L’Hebdo Varois n° 19–2016

Le bon coup de Falco

Le séna­teur-maire de Toulon sou­tient Alain Juppé pour les pri­maires de la droite. En vue des élec­tions pré­si­den­tielles de 2017. La nou­velle est tom­bée cette semaine, le 5 octobre 2016. Pourtant la déci­sion d’Hubert Falco était prise depuis un bon moment. Elle a sur­pris dans le micro­cosme poli­tique natio­nal, y com­pris dans le Var. Pourtant le choix d’Hubert Falco n’était pas dif­fi­cile à devi­ner. En poli­tique avi­sé, le maire de Toulon n’a rien lais­sé au hasard. Pas même le moment de se déclarer.

C’est sur son compte Facebook qu’Hubert Falco a lâché le scoop. Un « choix dif­fi­cile » explique-t-il d’emblée, car l’ensemble des can­di­dats repré­sente « des hommes et une femme de grande qua­li­té ». On ne sau­rait affi­cher pro­pos plus consen­suel, c’est la marque de fabrique du patron du Var. Complétée par son goût pour le « ras­sem­ble­ment », mar­te­lé sans cesse.

Les raisons avancées se réclament de la logique rationnelle

C’est tout d’abord Alain Juppé « l’homme de la situa­tion » que salue Hubert Falco. Peut-être sin­cère, la for­mule aurait pu être uti­li­sée pour tout autre can­di­dat inter­chan­geable des pri­maires de la droite. Il faut donc cher­cher un peu plus loin ce qui le dif­fé­ren­cie aux yeux de son nou­veau sup­por­ter.
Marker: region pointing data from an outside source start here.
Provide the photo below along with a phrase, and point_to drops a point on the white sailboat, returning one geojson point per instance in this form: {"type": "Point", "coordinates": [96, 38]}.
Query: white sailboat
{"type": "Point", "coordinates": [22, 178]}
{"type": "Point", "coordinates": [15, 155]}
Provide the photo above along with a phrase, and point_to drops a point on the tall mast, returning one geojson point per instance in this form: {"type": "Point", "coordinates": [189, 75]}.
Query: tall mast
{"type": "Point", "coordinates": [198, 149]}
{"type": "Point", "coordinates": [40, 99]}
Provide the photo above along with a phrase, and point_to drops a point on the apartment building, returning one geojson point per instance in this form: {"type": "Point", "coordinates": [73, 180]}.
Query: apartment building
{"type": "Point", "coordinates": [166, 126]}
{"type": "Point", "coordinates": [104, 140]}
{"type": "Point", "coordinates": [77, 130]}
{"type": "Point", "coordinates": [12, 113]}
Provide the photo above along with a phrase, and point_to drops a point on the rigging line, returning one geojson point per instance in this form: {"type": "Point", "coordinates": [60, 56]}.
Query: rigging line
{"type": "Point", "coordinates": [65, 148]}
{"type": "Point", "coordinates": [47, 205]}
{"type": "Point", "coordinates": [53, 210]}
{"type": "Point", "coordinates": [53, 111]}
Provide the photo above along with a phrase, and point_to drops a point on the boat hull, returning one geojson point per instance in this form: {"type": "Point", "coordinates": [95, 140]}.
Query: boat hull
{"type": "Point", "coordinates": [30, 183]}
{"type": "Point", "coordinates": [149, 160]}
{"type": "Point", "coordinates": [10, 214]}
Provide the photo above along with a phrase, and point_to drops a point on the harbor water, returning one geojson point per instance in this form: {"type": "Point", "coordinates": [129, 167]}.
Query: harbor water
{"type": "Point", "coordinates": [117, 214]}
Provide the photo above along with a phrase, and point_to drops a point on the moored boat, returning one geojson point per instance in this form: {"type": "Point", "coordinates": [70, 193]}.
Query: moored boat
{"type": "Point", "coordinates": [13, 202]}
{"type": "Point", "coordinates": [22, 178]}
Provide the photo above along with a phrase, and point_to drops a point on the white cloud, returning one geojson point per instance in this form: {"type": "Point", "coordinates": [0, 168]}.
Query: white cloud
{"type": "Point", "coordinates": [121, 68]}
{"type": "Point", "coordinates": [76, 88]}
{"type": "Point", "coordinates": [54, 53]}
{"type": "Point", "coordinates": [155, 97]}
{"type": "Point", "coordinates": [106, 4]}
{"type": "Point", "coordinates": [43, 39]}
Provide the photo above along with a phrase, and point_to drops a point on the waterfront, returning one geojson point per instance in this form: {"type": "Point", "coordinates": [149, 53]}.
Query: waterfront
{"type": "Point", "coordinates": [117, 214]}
C’est son côté « ras­sem­bleur », donc il est logique que le maire de Toulon y soit sen­sible. « Un homme d’expérience », ajoute-t-il, mais d’autres can­di­dats n’en manquent pas, y com­pris dans l’exercice de la fonc­tion pré­si­den­tielle… « Un homme des ter­ri­toires » enfin, et sur ce point on retrouve une constante du dis­cours poli­tique d’Hubert Falco, vrai­sem­bla­ble­ment l’une de ses convic­tions les plus pro­fondes. Basée sur plus de trente années d’exercice de tous les man­dats – ou presque – d’élu ter­ri­to­rial enraciné.

D’ailleurs Falco insiste dans son mes­sage Facebook sur les trois man­dats du maire de Bordeaux. Avant de pas­ser à l’incontournable cou­plet, jus­ti­fi­ca­tion poli­tique plus géné­rale de son choix, sur les dimen­sions natio­nales qu’il trouve à Juppé : auto­ri­té natu­relle, capa­ci­té à réta­blir la confiance, incar­na­tion d’une cer­taine idée de l’État.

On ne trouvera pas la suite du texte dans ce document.